Another day, another scandal at a state hospital in Gauteng.
A report released on Tuesday by health ombud Prof Malegapuru Makgoba on the Rahima Moosa Mother and Child Hospital in Coronationville, Johannesburg, painted a shocking picture of a facility crippled by dysfunction and failure.
As Makgoba, alongside health minister Joe Phaahla, detailed a litany of damning findings, a clear picture of the extent of the horror began to emerge.
Broken toilets, pregnant patients left to give birth while lying in filth on the floor. No heating, no blood bank, no laboratory service, no intensive care unit, and a broken CAT scan machine. Staff were being mugged at work, cars were being stolen, and the CEO was often absent. The description conjured up scenes from a horror movie.
To add insult to injury, paediatric gastroenterologist Dr Tim de Maayer, who blew the whistle on the appalling conditions and claimed in an open letter that “hospital-acquired infections spread like wildfire”, was suspended for speaking out.
We are unlikely to ever know the true cost of his abhorrent situation. How many patients were casualties? How many mothers and babies died due to these inhumane conditions? Because of their financial situation, these women had no choice but to put their lives in the hands of a facility that was unable to give them even the most basic care. And possibly in some cases, unable to keep them alive.
The birth of a child should be a magical and rewarding experience. Instead, for these women, it was the stuff of nightmares.
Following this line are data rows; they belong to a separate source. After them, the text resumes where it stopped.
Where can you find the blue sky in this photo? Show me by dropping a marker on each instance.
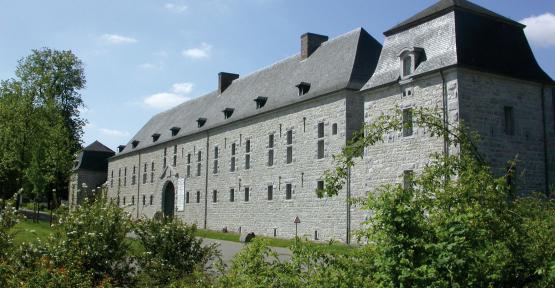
(142, 57)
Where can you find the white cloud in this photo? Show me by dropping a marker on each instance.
(115, 39)
(182, 88)
(201, 52)
(113, 132)
(176, 8)
(150, 66)
(540, 29)
(164, 100)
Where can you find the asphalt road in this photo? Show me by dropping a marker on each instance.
(228, 249)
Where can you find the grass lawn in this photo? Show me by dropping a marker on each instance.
(29, 231)
(275, 242)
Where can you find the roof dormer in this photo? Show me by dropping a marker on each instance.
(155, 137)
(175, 130)
(260, 101)
(201, 122)
(409, 59)
(228, 112)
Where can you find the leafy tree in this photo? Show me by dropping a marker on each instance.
(39, 113)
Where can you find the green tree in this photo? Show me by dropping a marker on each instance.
(40, 124)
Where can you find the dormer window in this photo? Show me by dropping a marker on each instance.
(155, 137)
(260, 101)
(410, 58)
(175, 130)
(303, 88)
(228, 112)
(201, 122)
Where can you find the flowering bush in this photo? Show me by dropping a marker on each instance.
(171, 251)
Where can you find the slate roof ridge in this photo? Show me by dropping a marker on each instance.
(443, 7)
(98, 147)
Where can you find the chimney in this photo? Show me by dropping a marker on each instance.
(310, 42)
(224, 80)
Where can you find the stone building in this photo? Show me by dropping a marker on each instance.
(89, 172)
(250, 155)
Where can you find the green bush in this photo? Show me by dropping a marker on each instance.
(171, 251)
(92, 239)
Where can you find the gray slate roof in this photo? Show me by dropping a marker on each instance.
(94, 157)
(345, 62)
(443, 7)
(459, 33)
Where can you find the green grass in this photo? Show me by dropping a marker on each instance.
(335, 248)
(29, 231)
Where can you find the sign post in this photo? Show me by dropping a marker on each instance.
(297, 221)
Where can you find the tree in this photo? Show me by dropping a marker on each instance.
(40, 127)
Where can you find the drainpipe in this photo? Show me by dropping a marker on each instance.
(545, 159)
(445, 114)
(138, 179)
(206, 179)
(348, 236)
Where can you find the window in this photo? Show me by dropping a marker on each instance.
(247, 154)
(144, 173)
(408, 176)
(155, 137)
(134, 177)
(270, 192)
(288, 191)
(320, 185)
(189, 165)
(407, 65)
(174, 155)
(232, 165)
(201, 122)
(152, 172)
(289, 158)
(407, 122)
(509, 121)
(175, 130)
(199, 163)
(228, 112)
(260, 101)
(320, 140)
(303, 88)
(271, 150)
(247, 194)
(216, 155)
(165, 154)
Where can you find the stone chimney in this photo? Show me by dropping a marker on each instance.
(310, 42)
(224, 80)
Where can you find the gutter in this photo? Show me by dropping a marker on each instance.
(206, 179)
(545, 158)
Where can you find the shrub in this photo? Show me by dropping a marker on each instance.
(171, 251)
(92, 239)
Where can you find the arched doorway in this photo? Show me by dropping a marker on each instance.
(168, 199)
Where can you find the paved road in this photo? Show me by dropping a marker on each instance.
(229, 249)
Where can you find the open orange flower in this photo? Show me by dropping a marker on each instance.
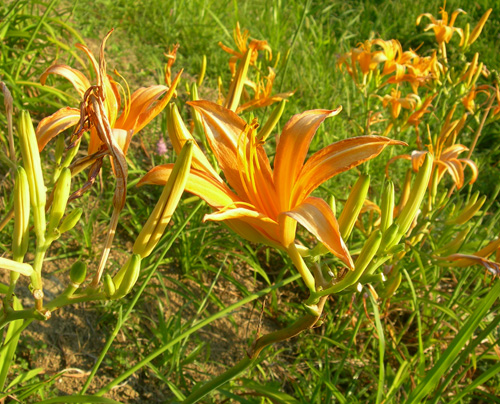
(138, 111)
(258, 203)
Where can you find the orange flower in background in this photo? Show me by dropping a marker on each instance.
(443, 29)
(139, 108)
(241, 41)
(261, 204)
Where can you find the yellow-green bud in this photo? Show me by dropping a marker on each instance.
(20, 237)
(127, 276)
(272, 121)
(417, 194)
(353, 206)
(109, 286)
(160, 217)
(70, 220)
(387, 206)
(61, 195)
(31, 161)
(78, 272)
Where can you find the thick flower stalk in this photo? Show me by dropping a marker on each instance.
(261, 204)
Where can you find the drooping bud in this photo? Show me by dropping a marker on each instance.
(31, 161)
(353, 206)
(20, 238)
(417, 194)
(70, 220)
(272, 121)
(127, 276)
(160, 217)
(387, 206)
(61, 195)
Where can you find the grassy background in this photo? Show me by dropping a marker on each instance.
(207, 268)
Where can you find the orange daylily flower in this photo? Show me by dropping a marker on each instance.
(262, 94)
(138, 110)
(241, 41)
(443, 29)
(263, 205)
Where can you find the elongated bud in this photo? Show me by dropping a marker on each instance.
(272, 121)
(405, 194)
(203, 69)
(20, 238)
(109, 286)
(417, 194)
(159, 218)
(353, 206)
(387, 206)
(78, 272)
(59, 149)
(368, 251)
(468, 213)
(31, 161)
(71, 220)
(389, 238)
(20, 267)
(238, 82)
(127, 276)
(392, 284)
(61, 195)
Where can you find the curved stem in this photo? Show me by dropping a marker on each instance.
(304, 323)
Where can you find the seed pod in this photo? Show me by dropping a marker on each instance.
(127, 276)
(31, 161)
(272, 121)
(418, 190)
(109, 286)
(70, 220)
(78, 272)
(159, 218)
(20, 238)
(61, 195)
(353, 206)
(387, 207)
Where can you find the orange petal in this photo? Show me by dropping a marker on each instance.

Makgoba also revealed that over the years, the issue of a serious nursing shortage at the hospital was repeatedly raised with the Gauteng health department. This is a similar lament from frustrated staff at many healthcare facilities across Gauteng, who say centralisation of health means hospital management is often unauthorised to make even the simplest decisions.
The report is yet another reminder that Gauteng’s state health system is facing collapse, with a long list of health and criminal crises that have made headlines.
In many cases, hospitals continue to operate due only to the dedication and hard work of the doctors and nurses who work in untenable situations, yet have not forgotten their Hippocratic oath to uphold professional ethical standards.
Who can forget the Life Esidimeni tragedy in 2016, when 144 people at state psychiatric facilities died from starvation and neglect after 1,500 patients were relocated to cheaper care centres, many of which were not registered and unequipped? No official has faced criminal charges for this.
At Tembisa Hospital, the Special Investigating Unit (SIU) confirmed in December that a probe had found maladministration and possible fraud and corruption related to the supply chain management process. It identified R1bn in payments to criminal syndicates.
The mayhem continues at Charlotte Maxeke Johannesburg Academic Hospital in Parktown. Two years after arsonists gutted a large portion of it, police are none the wiser as to who started the blaze.
While parts of the hospital have reopened, in January Daily Maverick reported that more than R3m worth of copper piping had been stolen from above an operating theatre, disrupting surgeries in several theatres.
Soon afterwards staff in the ICU and the emergency department refused to work overtime because they had not been paid for it since last year.
Over at Helen Joseph Hospital in Auckland Park, two nurses have been stabbed while on duty this year, and doctors have spoken out about having to cancel surgeries due to leaking ceilings, broken aircons and other infrastructure and resources problems.
At Diepkloof’s Chris Hani Baragwanath, the third largest hospital in the world, crippling lawsuits are the order of the day, with provincial health confirming in December that the hospital’s maternity unit was facing claims worth almost R1bn.
And just last month, a leaked video showed rain pouring through the roof at Steve Biko Academic Hospital in Pretoria.
These examples are just a drop in the ocean of the challenges that our health professionals face.
In many cases, hospitals continue to operate due only to the dedication and hard work of the doctors and nurses who work in untenable situations yet have not forgotten their Hippocratic oath to uphold professional ethical standards. This must be overwhelmingly difficult, given the conditions they have to work under, and we salute them for their dedication.
Government has failed to provide decent health care to the people of Gauteng and by doing so has prised wider the massive chasm between the rich who can afford private healthcare and the poor, who must put their lives in the hands of officials who are under-resourced, underpaid and overworked.
To subject citizens to this level of health care (or rather lack of it) is not only barbaric but also clearly unconstitutional and criminal.
Are our lives worth so little to our leaders? We think we all know the answer.